Mary and I are up to 75,000 words with about five chapters left on the book we started well before Tuesday, so with that head start maybe -- maybe -- we'll beat everyone to the finish.

One thing I've noticed is how anything related to what we're writing leaps out from the headlines. For example: Ancient tradition revived to turn honey into money

"Beekeeping has been there for 5,000 years," says Malcolm Sanford, professor emeritus at the University of Florida who went to Iraq this year to study the country's beekeeping industry.

It's "where it kind of started," Sanford says.

Iraq's honey industry fell on hard times during the reign of Saddam Hussein.

One of Baghdad's largest beekeeping centers, just south of Baghdad in Rashidiya, was closed and converted to a military base in 1992 by Saddam's Republican Guards. By 2002, government support for the industry had nearly vanished, and exports were virtually zero.

Now, Iraqi beekeepers are trying to revive their decrepit industry. With money from the U.S. Agency for International Development, carpenters are being trained to build efficient apiaries.

That story I noticed because one of the minor characters in Six For Gold is an itinerant Egyptian beekeeper. They used transport cylindrical clay hives along the Nile, following the seasons as flowers opened, allowing the bees to "graze."

Then there was the discovery of the grave of Copernicus.

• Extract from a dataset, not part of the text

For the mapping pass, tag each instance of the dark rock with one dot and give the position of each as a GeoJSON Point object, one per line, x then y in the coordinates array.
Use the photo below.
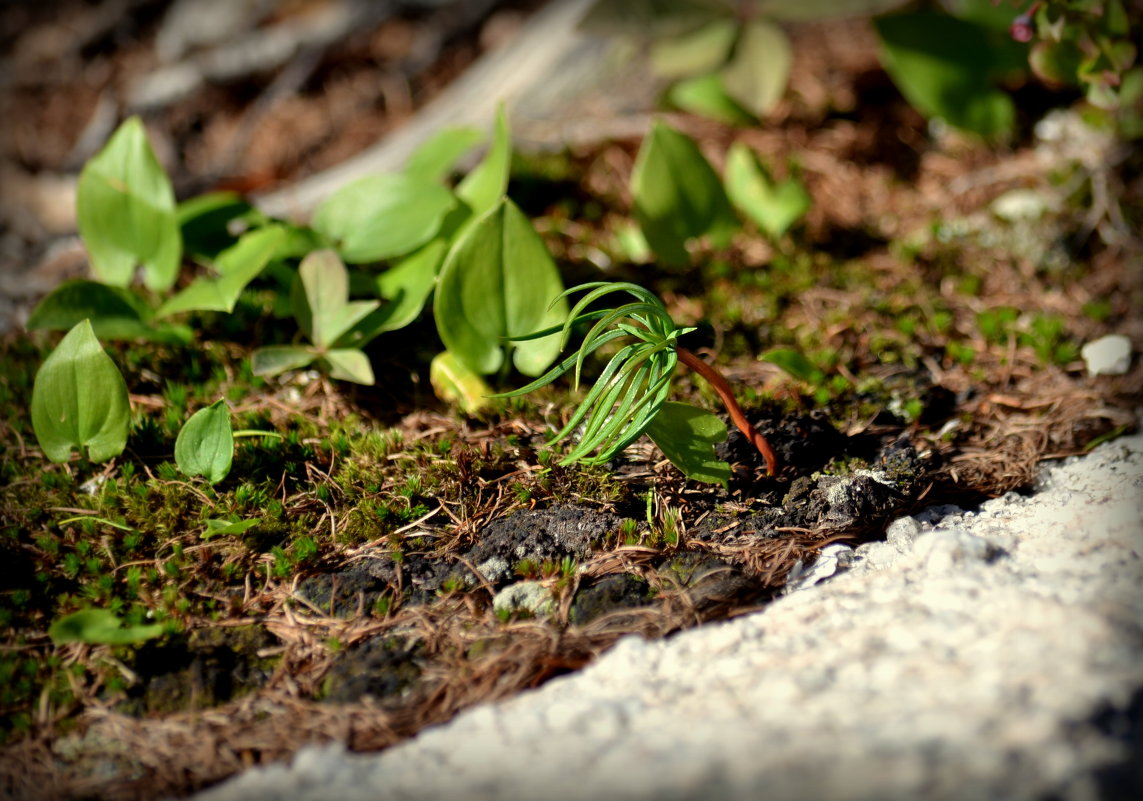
{"type": "Point", "coordinates": [608, 594]}
{"type": "Point", "coordinates": [377, 667]}
{"type": "Point", "coordinates": [540, 536]}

Polish archeologists believe they have located the grave of 16th-century astronomer and solar-system proponent Nicolaus Copernicus in a Polish church, one of the scientists announced Thursday.

Copernicus, who died in 1543 at 70 after challenging the ancient belief that the sun revolved around the earth, was buried at the Roman Catholic cathedral in the city of Frombork, 180 miles north of the capital, Warsaw.

This caught my eye because a Victorian flat earth society figures in a small way in our current book. The one we might yet finish!